Lesson 3-3: Normal & Sampling Distributions

Normal Distribution & Sampling Distributions

Master the normal distribution, z-scores, Central Limit Theorem, and sampling distributions for statistical inference and probability calculations.

Learning Objectives

Normal Distribution

Understand the bell curve, standardization, and probability calculations

Central Limit Theorem

Learn how sample means approach normality

t-Distribution

Use when population standard deviation is unknown

Confidence Intervals

Construct intervals for means and proportions

Core Knowledge Points

Normal Distribution Fundamentals

Probability Density Function

f(x) = \frac{1}{\sigma\sqrt{2\pi}} e^{-\frac{1}{2}\left(\frac{x-\mu}{\sigma}\right)^2}

Parameters: μ (mean) and σ (standard deviation)

Standardization (Z-scores)

Z = \frac{X - \mu}{\sigma}

Converts any normal distribution to standard normal: Z ~ N(0,1)

Cumulative Distribution Function

P(X \leq x) = \Phi\left(\frac{x-\mu}{\sigma}\right)
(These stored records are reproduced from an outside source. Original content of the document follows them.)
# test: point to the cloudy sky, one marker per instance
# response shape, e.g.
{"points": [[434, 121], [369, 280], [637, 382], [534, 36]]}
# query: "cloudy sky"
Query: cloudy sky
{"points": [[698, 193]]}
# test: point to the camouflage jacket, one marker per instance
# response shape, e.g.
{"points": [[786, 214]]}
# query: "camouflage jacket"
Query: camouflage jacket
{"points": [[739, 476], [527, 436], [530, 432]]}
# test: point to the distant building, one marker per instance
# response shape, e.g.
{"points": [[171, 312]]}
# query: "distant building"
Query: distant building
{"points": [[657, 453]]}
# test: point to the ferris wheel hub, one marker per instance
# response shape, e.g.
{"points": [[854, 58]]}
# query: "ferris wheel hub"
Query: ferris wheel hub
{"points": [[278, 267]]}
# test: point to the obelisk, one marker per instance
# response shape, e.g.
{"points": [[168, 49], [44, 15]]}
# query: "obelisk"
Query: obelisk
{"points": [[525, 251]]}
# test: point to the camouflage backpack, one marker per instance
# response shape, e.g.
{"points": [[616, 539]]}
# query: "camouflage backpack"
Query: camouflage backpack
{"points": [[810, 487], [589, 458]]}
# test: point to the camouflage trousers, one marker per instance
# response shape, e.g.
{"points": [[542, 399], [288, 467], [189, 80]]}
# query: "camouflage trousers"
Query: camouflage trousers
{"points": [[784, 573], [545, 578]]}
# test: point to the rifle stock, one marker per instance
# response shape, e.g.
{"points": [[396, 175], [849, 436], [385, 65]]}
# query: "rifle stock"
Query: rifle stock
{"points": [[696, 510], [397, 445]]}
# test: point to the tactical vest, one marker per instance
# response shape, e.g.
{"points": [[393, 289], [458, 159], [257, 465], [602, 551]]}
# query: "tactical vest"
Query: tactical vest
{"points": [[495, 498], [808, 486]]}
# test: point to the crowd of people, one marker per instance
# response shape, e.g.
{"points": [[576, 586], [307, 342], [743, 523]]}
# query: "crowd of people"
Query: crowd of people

Φ(z) is the standard normal CDF, available in tables or software

Central Limit Theorem (CLT)

Statement

For a population with mean μ and standard deviation σ, the sampling distribution of the sample mean approaches a normal distribution as sample size increases, regardless of the population distribution shape.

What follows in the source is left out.